O que encontrou foi um modo de pintar que devia tanto às xilogravuras japonesas e ao cinema como à tradição americana. As obras de grande escala que começou a produzir no início dos anos 1960 tinham a certeza gráfica dos cartazes. The Black Dress (1960) mostrava Ada seis vezes no mesmo vestido preto de cocktail, dispostas como uma folha de contactos de filme. The Red Smile (1963), com quase três metros de largura, colocava o seu perfil contra uma extensão de vermelho que funcionava menos como fundo do que como atmosfera — a cor de uma sala de onde não se podia sair. Blue Umbrella I (1972) elevou ainda mais a fasquia, atingindo dimensões que a aproximavam mais da arquitetura do que da pintura. O Katz mais caro a ir a leilão ultrapassou os três milhões de libras esterlinas. Nada disto veio de perseguir o mercado. O mercado chegou devagar, ao longo de décadas, e encontrou um pintor que tinha feito os mesmos movimentos calculados o tempo todo.

As ambições públicas também eram literais. Em 1977, Katz instalou um outdoor na Times Square: 23 cabeças de retrato a ocupar 247 pés de comprimento, com 20 pés de altura. Três anos depois, completou um mural para o Edifício do Procurador dos EUA em Foley Square. O trabalho estava a escalar para fora enquanto a sua lógica permanecia inteiramente interior — rostos, lugares, luz.

Ada Del Moro, que Katz conheceu numa inauguração de galeria em 1957 e com quem casou a 1 de fevereiro de 1958, tornou-se o tema de mais de 250 retratos ao longo do casamento. É uma das mulheres mais pintadas na história da arte americana, e no entanto as pinturas resistem à interpretação psicológica de uma forma que tem deixado os críticos desconfortáveis. Não dizem o que Ada está a pensar. Dizem o que a luz estava a fazer no momento em que Katz olhou. Se isso é uma limitação ou um princípio tem sido o debate central sobre o seu trabalho durante 60 anos.

Vale a pena examinar esse debate diretamente. Aplanamento de afeto nos retratos de Katz — a superfície que dá informação sobre postura e cor e o corte de um casaco, mas retém o drama interior que a pintura a óleo historicamente se espera que revele — é lido por alguns críticos como evasão. Robert Storr identificou na obra “um tipo novo e distinto de realismo na arte americana que combina aspetos tanto da abstração como da representação”, que é uma forma de o descrever. Outra é que Katz encontrou uma maneira de fazer com que o espectador forneça a psicologia que o pintor reteve, e que esse ato de reter é em si mesmo uma forma de controlo. As pinturas não confidenciam. Apresentam.

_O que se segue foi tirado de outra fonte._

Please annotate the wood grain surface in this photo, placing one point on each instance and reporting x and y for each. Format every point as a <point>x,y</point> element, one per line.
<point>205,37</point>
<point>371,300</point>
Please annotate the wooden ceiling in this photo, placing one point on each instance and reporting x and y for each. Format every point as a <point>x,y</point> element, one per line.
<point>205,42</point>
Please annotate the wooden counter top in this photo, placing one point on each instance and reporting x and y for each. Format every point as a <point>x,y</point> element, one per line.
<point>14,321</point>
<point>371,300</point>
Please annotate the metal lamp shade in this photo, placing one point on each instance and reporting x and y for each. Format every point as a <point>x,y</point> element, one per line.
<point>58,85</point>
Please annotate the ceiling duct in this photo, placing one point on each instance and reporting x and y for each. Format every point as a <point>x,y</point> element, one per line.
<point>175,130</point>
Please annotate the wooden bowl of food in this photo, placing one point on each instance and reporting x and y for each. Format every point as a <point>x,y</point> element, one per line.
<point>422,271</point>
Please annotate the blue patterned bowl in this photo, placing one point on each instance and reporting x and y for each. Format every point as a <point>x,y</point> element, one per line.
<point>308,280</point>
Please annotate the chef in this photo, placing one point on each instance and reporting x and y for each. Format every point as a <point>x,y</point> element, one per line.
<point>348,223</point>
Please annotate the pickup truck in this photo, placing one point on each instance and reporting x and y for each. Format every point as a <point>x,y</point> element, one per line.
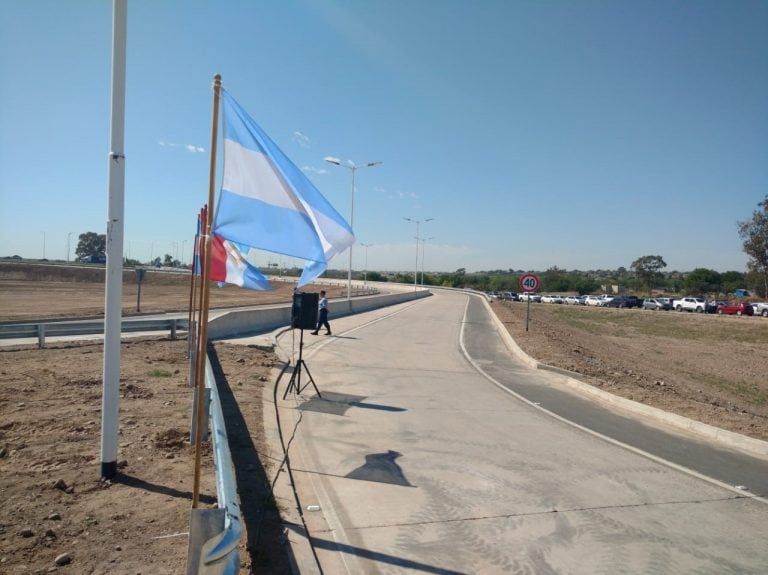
<point>696,304</point>
<point>760,309</point>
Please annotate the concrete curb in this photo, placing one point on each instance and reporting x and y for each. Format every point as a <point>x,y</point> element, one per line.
<point>748,445</point>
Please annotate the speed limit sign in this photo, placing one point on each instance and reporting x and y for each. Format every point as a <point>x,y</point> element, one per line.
<point>529,282</point>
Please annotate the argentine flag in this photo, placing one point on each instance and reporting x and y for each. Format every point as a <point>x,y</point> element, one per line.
<point>267,203</point>
<point>228,265</point>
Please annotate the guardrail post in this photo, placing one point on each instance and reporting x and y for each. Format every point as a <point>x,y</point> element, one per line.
<point>206,415</point>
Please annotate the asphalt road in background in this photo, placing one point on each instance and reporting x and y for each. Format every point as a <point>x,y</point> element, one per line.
<point>413,461</point>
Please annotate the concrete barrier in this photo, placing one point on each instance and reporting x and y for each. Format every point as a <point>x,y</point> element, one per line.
<point>238,323</point>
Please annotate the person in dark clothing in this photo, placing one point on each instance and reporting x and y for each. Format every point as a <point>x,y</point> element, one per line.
<point>322,319</point>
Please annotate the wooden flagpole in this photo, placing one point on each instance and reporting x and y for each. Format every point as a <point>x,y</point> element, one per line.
<point>202,345</point>
<point>192,315</point>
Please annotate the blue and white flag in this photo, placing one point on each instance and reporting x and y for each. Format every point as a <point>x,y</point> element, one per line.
<point>267,203</point>
<point>229,265</point>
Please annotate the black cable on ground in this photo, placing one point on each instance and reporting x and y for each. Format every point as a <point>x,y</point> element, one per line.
<point>287,462</point>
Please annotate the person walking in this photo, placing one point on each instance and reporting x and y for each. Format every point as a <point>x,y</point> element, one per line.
<point>322,319</point>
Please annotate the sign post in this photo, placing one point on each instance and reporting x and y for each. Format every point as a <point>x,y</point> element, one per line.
<point>529,283</point>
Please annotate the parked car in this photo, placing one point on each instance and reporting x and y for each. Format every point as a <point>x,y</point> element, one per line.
<point>692,304</point>
<point>714,304</point>
<point>740,308</point>
<point>630,301</point>
<point>760,309</point>
<point>656,304</point>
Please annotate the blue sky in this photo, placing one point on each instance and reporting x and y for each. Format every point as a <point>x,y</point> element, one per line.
<point>535,133</point>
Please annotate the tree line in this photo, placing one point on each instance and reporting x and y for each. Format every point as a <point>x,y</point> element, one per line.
<point>645,275</point>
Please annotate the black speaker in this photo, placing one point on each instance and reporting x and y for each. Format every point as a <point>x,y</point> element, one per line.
<point>304,310</point>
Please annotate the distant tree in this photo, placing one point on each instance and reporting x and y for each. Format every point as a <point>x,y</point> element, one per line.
<point>91,244</point>
<point>754,234</point>
<point>555,280</point>
<point>648,269</point>
<point>169,262</point>
<point>584,285</point>
<point>702,281</point>
<point>731,281</point>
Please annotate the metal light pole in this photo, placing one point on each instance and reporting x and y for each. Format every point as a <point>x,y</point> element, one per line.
<point>416,269</point>
<point>365,270</point>
<point>69,235</point>
<point>353,168</point>
<point>423,247</point>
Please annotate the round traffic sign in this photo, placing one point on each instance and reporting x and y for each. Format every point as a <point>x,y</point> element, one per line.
<point>529,282</point>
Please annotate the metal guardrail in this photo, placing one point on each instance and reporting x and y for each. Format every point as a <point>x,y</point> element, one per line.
<point>219,554</point>
<point>69,328</point>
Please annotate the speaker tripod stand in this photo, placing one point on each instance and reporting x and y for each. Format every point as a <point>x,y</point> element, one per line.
<point>295,382</point>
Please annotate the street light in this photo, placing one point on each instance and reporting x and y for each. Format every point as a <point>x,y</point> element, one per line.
<point>353,168</point>
<point>365,269</point>
<point>423,246</point>
<point>416,269</point>
<point>69,235</point>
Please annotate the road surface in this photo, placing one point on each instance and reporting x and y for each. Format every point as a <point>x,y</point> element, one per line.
<point>418,459</point>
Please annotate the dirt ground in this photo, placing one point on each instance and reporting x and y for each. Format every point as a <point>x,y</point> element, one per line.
<point>709,368</point>
<point>58,516</point>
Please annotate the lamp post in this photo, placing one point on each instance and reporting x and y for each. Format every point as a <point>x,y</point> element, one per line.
<point>423,247</point>
<point>182,252</point>
<point>353,168</point>
<point>365,269</point>
<point>69,235</point>
<point>416,269</point>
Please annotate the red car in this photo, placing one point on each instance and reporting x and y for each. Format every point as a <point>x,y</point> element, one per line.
<point>736,309</point>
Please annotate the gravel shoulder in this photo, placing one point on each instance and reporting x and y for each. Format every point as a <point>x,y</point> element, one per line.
<point>58,516</point>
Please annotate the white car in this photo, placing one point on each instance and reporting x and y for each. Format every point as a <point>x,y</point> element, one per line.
<point>551,299</point>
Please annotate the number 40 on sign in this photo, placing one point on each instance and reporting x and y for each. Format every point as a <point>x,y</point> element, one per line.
<point>529,283</point>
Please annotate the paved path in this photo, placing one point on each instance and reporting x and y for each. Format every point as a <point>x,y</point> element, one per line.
<point>418,463</point>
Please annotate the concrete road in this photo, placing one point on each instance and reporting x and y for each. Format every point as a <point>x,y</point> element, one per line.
<point>414,461</point>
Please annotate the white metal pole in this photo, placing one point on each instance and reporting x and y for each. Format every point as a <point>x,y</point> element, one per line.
<point>110,403</point>
<point>416,269</point>
<point>423,242</point>
<point>351,225</point>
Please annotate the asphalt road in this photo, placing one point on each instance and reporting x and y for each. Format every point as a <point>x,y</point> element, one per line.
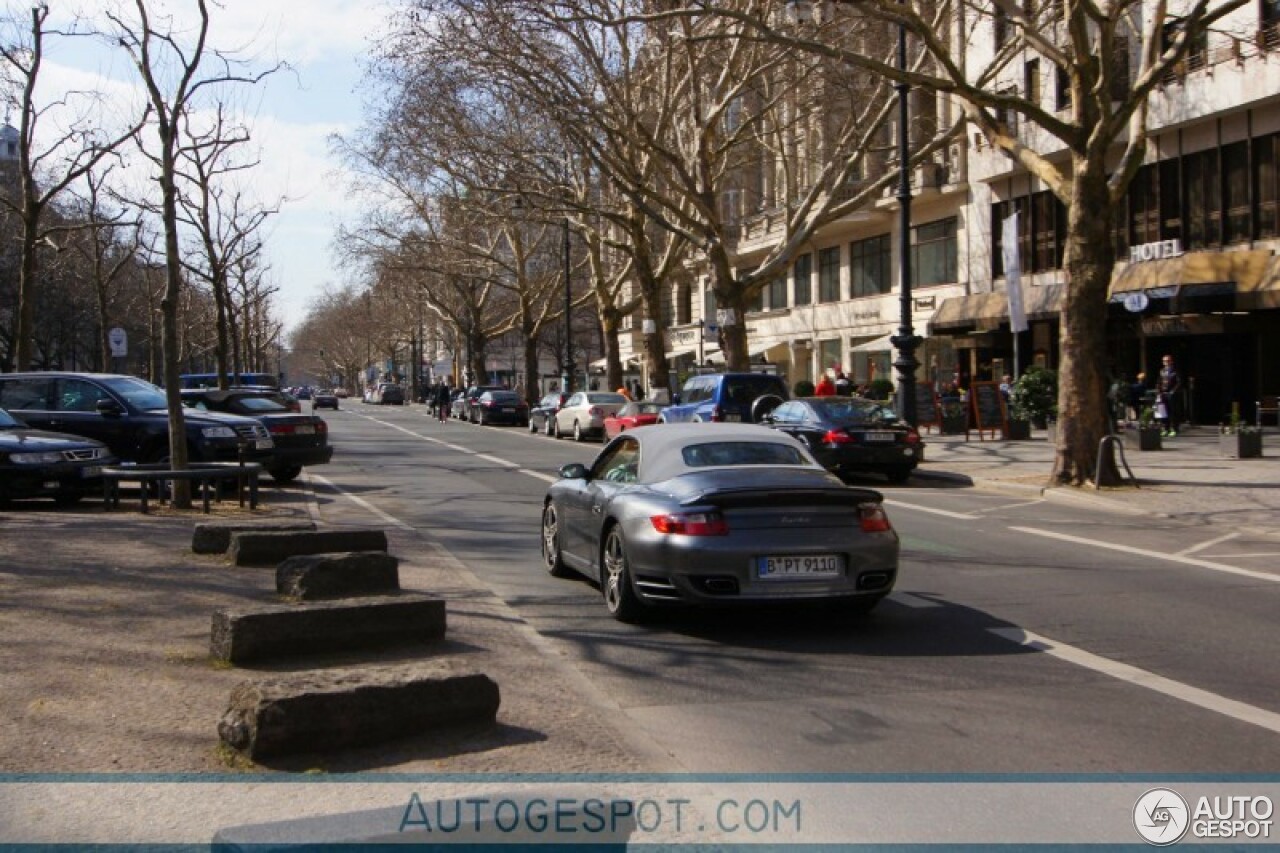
<point>1023,635</point>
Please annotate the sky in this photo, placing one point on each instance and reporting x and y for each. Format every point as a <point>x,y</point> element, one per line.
<point>295,114</point>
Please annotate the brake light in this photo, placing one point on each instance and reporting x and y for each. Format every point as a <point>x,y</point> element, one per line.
<point>690,524</point>
<point>872,519</point>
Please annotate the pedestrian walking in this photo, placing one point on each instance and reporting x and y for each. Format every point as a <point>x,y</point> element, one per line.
<point>1170,396</point>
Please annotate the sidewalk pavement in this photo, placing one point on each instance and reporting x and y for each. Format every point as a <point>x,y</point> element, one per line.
<point>1189,479</point>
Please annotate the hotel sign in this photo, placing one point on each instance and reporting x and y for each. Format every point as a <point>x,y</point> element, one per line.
<point>1161,250</point>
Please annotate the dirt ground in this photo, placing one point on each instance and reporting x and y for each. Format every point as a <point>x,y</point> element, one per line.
<point>105,664</point>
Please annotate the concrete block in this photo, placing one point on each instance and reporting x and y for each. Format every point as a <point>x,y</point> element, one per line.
<point>341,575</point>
<point>215,537</point>
<point>270,548</point>
<point>334,710</point>
<point>264,632</point>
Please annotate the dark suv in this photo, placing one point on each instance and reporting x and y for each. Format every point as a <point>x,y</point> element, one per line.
<point>128,415</point>
<point>726,397</point>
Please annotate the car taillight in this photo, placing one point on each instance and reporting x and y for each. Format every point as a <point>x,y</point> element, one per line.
<point>839,437</point>
<point>691,524</point>
<point>872,519</point>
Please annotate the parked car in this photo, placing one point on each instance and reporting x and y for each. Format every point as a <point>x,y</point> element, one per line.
<point>389,393</point>
<point>643,413</point>
<point>542,416</point>
<point>300,439</point>
<point>501,407</point>
<point>36,464</point>
<point>325,400</point>
<point>469,400</point>
<point>851,436</point>
<point>726,397</point>
<point>583,414</point>
<point>128,415</point>
<point>725,514</point>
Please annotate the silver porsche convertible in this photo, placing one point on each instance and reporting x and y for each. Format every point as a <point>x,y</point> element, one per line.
<point>716,514</point>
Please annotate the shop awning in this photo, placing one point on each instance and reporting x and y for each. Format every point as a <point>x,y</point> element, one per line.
<point>883,343</point>
<point>988,310</point>
<point>1200,276</point>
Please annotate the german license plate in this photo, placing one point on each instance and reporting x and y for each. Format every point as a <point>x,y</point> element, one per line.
<point>810,565</point>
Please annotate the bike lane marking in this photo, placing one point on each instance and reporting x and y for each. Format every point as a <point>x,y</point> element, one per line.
<point>1206,699</point>
<point>1152,555</point>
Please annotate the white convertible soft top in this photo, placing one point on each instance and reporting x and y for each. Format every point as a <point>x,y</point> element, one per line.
<point>662,448</point>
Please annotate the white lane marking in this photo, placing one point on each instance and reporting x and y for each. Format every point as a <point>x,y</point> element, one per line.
<point>362,502</point>
<point>1152,555</point>
<point>967,516</point>
<point>908,600</point>
<point>1214,702</point>
<point>1207,544</point>
<point>488,457</point>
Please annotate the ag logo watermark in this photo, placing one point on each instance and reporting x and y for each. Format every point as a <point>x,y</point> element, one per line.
<point>1161,816</point>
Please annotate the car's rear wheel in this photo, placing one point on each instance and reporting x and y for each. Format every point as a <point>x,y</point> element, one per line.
<point>552,557</point>
<point>620,596</point>
<point>286,474</point>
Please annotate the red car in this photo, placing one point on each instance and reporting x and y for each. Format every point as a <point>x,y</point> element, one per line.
<point>635,414</point>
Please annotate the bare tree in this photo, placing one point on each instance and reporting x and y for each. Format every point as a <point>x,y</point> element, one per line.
<point>45,169</point>
<point>1112,58</point>
<point>170,73</point>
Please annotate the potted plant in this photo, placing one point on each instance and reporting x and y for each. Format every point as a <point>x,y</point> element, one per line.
<point>955,416</point>
<point>1147,436</point>
<point>1238,439</point>
<point>1034,396</point>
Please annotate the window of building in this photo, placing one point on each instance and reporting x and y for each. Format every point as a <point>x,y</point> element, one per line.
<point>1203,200</point>
<point>1235,192</point>
<point>933,252</point>
<point>828,274</point>
<point>1031,81</point>
<point>685,304</point>
<point>869,267</point>
<point>777,293</point>
<point>1266,176</point>
<point>804,279</point>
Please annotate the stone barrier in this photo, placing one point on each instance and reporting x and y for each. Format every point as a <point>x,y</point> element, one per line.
<point>333,710</point>
<point>338,575</point>
<point>270,548</point>
<point>264,632</point>
<point>215,537</point>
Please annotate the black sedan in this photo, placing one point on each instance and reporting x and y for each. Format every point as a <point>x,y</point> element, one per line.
<point>36,464</point>
<point>851,436</point>
<point>300,439</point>
<point>543,415</point>
<point>716,514</point>
<point>501,407</point>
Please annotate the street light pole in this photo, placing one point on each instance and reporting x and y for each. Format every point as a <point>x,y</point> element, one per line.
<point>567,368</point>
<point>905,340</point>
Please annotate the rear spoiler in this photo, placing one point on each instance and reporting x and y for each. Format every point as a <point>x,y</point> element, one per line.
<point>790,497</point>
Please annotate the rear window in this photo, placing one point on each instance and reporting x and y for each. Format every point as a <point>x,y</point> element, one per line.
<point>717,454</point>
<point>745,389</point>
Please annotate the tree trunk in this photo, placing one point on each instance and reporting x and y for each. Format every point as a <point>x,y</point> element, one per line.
<point>1082,386</point>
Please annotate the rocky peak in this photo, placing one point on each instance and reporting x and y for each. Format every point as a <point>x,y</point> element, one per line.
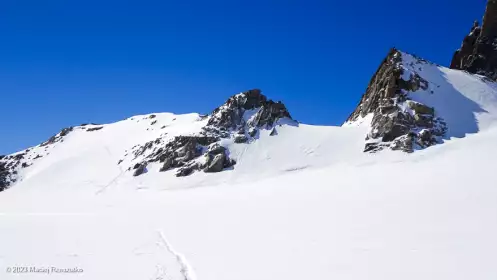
<point>478,52</point>
<point>397,121</point>
<point>238,120</point>
<point>250,108</point>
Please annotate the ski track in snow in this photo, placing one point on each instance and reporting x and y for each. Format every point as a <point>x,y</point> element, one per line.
<point>186,269</point>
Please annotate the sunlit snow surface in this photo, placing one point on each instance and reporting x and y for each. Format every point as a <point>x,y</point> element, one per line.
<point>305,204</point>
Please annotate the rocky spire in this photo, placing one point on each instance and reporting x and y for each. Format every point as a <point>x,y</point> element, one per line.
<point>489,27</point>
<point>478,52</point>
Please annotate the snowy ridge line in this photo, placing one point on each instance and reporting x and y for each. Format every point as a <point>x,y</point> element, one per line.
<point>186,269</point>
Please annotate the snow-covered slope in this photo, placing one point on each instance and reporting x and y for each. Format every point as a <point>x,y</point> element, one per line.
<point>301,202</point>
<point>414,104</point>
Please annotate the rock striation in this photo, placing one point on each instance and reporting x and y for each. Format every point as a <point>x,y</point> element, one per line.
<point>238,120</point>
<point>398,122</point>
<point>478,52</point>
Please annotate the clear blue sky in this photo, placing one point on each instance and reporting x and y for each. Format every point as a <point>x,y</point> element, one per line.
<point>64,63</point>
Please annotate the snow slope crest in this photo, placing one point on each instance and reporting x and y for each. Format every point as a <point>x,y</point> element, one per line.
<point>414,104</point>
<point>159,142</point>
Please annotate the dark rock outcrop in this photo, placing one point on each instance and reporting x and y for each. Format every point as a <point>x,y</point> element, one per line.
<point>478,52</point>
<point>397,120</point>
<point>94,128</point>
<point>57,137</point>
<point>239,119</point>
<point>140,169</point>
<point>230,116</point>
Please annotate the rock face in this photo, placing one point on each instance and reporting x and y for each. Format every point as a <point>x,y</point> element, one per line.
<point>478,53</point>
<point>238,120</point>
<point>10,165</point>
<point>398,122</point>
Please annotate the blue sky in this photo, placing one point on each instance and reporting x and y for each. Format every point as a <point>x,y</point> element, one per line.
<point>64,63</point>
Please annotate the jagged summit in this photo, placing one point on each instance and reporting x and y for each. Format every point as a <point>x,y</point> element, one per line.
<point>412,104</point>
<point>185,143</point>
<point>478,52</point>
<point>398,121</point>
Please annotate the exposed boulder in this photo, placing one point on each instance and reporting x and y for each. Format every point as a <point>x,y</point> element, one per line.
<point>239,119</point>
<point>215,163</point>
<point>58,137</point>
<point>420,109</point>
<point>168,163</point>
<point>240,138</point>
<point>140,169</point>
<point>94,128</point>
<point>396,118</point>
<point>478,53</point>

Desde 2022 que trabalha a partir de fotografias de iPhone — o mesmo olhar analítico aplicado a um novo material de origem. A série Four Seasons, exibida na SCAI PIRAMIDE em Tóquio no verão de 2025, traduzia instantâneos do Maine em telas de grande escala com a mesma clareza orientadora que ele aplicou a tudo. Seguiu-se uma série de lótus brancos, desta vez a partir de fotografias de praia do Maine. No final de 2025, novas pinturas na Gladstone Gallery, em Nova Iorque, exploravam uma única laranja sobre fundo branco — estradas do Maine, reduzidas à sua temperatura essencial.

Fez 99 anos a 24 de julho de 2026. Nos meses em torno desse aniversário, o seu trabalho apareceu em Tubinga, Londres, Salzburgo e Seul. O Museu de Arte do Colby College, no Maine, montou uma exposição de desenhos. A Medalha Nacional das Artes, que recebeu na Casa Branca em outubro de 2024, destacou o seu trabalho por evocar um retrato duradouro da América. O que Katz realmente evocou é mais específico do que isso: um retrato duradouro do que custa olhar cuidadosamente para coisas vulgares durante 70 anos e resistir à pressão de explicar o que se encontra.